Before carrying out an attack, the attacker conducts an initial reconnaissance phase. Using a smartphone, it collects data related to nearby legitimate base stations and then uses this information to configure a rogue base station to impersonate the real one. The attacker then forces the victim's device to connect to the fake base station by broadcasting the service information blocks (MIBs and SIBs) needed to help the phone connect to the network — with a higher signal strength than the fake base station.
By forcing a user's device to connect to a fake station and report bogus signal strength measurements to the network, the attacker initiates a handover and exploits vulnerabilities in the process to cause a denial of service (DoS), MitM attack, and information disclosure, which affects both the user and to the telecom operator. This jeopardizes not only the privacy of users but also the availability of services.

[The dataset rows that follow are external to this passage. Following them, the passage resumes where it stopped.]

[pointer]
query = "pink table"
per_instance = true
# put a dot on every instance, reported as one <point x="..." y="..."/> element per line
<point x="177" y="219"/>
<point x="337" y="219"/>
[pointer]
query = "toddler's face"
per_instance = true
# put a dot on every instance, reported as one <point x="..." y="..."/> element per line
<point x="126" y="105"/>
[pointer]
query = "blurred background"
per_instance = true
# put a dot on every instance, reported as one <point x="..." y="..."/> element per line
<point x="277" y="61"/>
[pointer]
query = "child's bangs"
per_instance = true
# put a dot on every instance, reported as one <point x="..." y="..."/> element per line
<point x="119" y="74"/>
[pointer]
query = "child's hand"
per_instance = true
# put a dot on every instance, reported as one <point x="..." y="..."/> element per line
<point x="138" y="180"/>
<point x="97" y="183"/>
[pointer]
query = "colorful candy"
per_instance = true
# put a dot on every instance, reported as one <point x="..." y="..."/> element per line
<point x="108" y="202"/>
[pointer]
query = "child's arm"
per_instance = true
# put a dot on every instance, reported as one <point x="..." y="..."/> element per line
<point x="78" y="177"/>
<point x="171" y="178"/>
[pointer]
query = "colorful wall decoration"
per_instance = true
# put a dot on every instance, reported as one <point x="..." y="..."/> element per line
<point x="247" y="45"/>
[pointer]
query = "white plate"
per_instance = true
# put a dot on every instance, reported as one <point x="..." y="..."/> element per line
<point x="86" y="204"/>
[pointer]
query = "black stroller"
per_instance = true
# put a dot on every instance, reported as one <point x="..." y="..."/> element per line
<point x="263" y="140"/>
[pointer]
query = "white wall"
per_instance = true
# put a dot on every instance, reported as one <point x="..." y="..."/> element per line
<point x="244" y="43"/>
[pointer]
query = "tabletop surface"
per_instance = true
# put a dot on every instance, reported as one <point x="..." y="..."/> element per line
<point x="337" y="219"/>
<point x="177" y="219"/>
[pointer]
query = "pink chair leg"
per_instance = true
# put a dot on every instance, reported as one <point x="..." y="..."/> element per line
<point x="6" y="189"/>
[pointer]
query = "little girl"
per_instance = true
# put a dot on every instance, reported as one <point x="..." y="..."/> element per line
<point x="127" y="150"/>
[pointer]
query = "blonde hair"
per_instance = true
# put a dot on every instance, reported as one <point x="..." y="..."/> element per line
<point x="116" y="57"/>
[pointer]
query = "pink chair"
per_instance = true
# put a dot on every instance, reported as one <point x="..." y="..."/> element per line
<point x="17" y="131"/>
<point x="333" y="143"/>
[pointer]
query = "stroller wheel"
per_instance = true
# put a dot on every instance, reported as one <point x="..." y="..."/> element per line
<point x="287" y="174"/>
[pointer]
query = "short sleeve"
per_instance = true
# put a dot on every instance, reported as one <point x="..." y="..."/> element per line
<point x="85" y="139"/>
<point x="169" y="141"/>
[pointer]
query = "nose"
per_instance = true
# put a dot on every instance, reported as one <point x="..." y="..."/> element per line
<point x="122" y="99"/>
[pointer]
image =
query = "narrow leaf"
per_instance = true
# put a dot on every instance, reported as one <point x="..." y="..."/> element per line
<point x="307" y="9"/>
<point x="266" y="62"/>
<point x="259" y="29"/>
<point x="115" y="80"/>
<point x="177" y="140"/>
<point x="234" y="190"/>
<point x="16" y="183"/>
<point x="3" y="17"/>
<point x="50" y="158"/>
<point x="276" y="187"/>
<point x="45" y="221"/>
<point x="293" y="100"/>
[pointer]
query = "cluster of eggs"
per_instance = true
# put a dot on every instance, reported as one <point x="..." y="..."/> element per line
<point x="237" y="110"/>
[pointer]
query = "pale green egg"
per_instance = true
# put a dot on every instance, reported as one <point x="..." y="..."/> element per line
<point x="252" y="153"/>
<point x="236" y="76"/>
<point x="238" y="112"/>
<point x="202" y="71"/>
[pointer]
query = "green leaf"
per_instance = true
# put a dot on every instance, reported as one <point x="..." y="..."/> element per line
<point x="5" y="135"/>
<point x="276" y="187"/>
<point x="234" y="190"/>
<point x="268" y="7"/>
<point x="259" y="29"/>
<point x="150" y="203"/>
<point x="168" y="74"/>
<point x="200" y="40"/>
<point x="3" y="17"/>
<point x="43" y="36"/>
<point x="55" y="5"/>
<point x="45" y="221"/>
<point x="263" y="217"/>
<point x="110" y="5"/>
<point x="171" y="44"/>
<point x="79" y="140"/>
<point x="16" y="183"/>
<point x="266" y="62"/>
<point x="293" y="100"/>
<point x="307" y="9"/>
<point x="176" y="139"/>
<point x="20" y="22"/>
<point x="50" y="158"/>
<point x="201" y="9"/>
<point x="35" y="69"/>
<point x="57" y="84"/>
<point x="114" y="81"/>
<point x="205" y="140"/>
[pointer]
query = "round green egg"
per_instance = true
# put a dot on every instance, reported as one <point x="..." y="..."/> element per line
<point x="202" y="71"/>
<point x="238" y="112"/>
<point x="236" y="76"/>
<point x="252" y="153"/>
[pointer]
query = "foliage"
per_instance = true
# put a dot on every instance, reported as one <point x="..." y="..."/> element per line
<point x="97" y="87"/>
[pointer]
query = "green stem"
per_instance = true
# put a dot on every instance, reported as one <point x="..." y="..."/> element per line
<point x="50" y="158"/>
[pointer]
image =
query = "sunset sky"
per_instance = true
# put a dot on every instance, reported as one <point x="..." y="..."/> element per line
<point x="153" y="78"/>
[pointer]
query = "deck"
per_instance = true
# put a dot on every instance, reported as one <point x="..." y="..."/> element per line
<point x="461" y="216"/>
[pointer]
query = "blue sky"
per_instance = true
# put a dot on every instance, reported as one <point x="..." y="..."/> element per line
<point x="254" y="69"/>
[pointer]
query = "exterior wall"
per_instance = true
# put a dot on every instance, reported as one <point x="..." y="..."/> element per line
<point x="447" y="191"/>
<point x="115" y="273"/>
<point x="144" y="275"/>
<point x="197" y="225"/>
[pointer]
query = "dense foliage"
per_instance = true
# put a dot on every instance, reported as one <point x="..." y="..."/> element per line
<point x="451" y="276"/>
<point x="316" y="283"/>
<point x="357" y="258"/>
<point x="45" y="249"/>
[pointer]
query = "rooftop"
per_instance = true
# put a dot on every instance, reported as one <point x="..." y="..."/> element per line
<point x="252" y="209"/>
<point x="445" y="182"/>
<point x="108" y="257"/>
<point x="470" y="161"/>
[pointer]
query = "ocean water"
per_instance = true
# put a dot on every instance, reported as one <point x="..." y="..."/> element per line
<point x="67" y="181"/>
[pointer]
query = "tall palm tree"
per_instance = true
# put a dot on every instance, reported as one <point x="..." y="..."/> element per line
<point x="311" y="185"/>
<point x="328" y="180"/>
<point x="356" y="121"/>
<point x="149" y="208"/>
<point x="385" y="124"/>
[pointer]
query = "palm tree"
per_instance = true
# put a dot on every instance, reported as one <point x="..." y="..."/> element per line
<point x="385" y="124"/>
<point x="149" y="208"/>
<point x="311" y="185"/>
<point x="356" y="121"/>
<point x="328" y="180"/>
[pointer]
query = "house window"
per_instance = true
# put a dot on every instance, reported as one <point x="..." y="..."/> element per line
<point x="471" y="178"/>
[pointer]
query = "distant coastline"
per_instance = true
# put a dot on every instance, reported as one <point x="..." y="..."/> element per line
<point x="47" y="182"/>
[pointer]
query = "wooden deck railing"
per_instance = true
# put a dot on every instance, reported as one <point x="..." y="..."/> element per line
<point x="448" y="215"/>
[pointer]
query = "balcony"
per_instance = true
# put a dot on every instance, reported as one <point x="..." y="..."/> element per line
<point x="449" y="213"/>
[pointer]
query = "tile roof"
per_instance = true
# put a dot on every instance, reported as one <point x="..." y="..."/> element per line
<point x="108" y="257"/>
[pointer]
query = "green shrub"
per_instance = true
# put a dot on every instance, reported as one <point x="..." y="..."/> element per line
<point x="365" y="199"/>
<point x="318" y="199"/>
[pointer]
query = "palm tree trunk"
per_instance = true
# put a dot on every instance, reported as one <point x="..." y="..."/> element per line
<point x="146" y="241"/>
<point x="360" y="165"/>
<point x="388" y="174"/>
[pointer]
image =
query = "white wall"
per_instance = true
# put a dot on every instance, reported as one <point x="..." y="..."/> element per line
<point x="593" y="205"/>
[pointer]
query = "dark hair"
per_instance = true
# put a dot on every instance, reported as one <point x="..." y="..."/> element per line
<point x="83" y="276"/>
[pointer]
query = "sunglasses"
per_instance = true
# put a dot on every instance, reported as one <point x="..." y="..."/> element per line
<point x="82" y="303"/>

“When a user's device is within range of an attacker, and the signal of the fake base station is strong enough to attract the user's device and trigger a report of changes in signal strength, the attacker has a high chance of forcing the victim's device to connect to his / her fake base station through abuse. a handover process, ”the researchers said.
- In total, experts identified six vulnerabilities in the handover:
- Insecure broadcast messages (MIB, SIB);
- Unverified reports of signal strength measurements;
- No cross-validation at the preparation stage;
- Random access channel (RACH) initiation without verification;
- Lack of a recovery mechanism;
- Difficulty distinguishing network outages from attacks.
During the experiment, the researchers found that all tested devices (OnePlus 6, Apple iPhone 5, Samsung S10 5G, and Huawei Pro P40 5G) are vulnerable to DoS and MitM attacks.